内田康夫夫人であり、作家・エッセイストでもある早坂真紀の随想を不定期でお届け致します。
ぶり返し
2021.5.5 Wed
あの日から3年が過ぎて、まだ現実を受け入れられない私だけど、でも時間という名の薬は、少しずつ少しずつ傷口を塞いでくれているのかもしれない。それでも人前ではいつも通りの私で、バカなことを言ってはゲラゲラと笑っているが、一人になると虚しさと孤独感で無気力になっていた。何もしないでボーッとしている時間が多かった(でも、このブログとか『木霊』のフォトエッセイなど、自分の仕事はきちんとこなしていた……と思う)。
一人でボーッとしていると認知症がやって来るみたい。物忘れが酷く、元々豊富でない知識も消え始めていることに気が付いた。まァ気が付くだけまだOKかな?
思い返せば、たぶんストレスの反動なのか、やたらと無駄な買い物をしたりしていたものだ。いまは「何でこんなもの買ったんだろう」と、着もしないセーターや使いもしないバッグなどの処分に困っている。勿体ないことをしたものだ。
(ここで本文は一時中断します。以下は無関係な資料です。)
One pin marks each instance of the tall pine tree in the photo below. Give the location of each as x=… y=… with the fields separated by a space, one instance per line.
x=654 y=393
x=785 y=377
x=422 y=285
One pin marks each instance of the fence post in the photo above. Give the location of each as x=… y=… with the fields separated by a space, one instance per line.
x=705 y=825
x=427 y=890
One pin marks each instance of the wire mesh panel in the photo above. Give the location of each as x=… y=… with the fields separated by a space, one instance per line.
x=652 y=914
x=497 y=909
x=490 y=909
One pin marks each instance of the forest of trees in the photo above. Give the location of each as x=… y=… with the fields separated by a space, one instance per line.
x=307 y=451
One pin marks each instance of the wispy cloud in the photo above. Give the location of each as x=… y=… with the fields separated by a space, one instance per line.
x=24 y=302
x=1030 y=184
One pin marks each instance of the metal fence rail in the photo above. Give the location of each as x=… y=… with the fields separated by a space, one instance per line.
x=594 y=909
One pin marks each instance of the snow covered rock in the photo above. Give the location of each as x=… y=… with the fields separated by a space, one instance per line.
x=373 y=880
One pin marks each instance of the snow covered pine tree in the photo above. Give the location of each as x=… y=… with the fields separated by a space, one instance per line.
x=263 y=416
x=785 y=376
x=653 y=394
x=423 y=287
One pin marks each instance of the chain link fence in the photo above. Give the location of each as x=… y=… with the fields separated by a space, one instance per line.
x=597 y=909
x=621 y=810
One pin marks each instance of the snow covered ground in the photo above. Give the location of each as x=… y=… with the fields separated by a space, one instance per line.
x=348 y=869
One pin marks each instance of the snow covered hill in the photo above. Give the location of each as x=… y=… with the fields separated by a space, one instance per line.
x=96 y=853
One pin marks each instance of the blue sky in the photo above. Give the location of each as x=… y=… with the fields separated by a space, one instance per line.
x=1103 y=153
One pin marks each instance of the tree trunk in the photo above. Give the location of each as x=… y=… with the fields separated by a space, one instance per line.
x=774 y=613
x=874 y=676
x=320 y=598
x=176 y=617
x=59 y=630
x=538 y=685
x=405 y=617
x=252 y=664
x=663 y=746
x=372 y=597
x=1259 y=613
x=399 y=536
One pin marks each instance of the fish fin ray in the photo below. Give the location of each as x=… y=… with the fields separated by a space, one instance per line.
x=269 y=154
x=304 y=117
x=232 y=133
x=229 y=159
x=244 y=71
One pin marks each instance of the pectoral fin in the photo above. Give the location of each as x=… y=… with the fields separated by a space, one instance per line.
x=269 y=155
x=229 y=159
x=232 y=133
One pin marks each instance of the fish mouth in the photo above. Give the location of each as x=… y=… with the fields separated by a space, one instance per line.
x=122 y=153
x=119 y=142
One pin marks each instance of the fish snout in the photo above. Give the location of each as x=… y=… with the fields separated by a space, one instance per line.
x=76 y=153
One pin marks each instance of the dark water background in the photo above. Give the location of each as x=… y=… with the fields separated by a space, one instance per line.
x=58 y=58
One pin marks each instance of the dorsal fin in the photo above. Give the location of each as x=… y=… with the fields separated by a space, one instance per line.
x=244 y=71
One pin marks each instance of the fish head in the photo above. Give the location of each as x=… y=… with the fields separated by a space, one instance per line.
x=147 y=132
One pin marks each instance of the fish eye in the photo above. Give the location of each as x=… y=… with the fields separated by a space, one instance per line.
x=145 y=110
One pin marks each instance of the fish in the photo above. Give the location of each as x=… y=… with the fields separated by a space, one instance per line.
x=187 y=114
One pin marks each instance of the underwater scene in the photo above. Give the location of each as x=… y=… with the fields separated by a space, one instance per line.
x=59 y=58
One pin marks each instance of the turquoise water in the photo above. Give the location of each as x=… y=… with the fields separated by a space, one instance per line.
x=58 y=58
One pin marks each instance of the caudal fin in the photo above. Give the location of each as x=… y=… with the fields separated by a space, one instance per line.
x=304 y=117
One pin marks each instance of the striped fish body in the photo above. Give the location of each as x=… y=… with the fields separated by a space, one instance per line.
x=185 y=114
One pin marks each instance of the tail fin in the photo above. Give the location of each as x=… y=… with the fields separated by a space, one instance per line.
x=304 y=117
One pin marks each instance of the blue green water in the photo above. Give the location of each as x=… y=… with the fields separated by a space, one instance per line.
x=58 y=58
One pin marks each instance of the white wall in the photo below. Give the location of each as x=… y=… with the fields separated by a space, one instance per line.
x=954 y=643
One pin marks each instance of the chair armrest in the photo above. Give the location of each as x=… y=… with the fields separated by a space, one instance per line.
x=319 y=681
このところ少しずつ自分を取り戻し、春と一緒に訪れる初夏に慰められたりして、どこかに出かけようかなと思ったりし始めたのに、右肩上がりのコロナの感染者数でまたボーッ!。
そんなこんなで、このところ私はちょっと、いやかなり体調を崩してヨレヨレだったのだけど、医療従事者の方々のことを思うと「この程度では……」と病院にも行けず、グズグズしているうちに治ってしまった。
大型連休は県をまたぐような旅行は控えてと言われているのに、軽井沢の広くもない道路は、コロナ以前のような渋滞ぶり。東京ナンバーや近県のは勿論、九州ナンバー中国ナンバーがゾロゾロで地元ナンバーはチョロチョロ。
これでまた医療従事者の方々の負担が増え、自粛生活が長引くだけだと、私の虚しさがちょっとぶり返していた。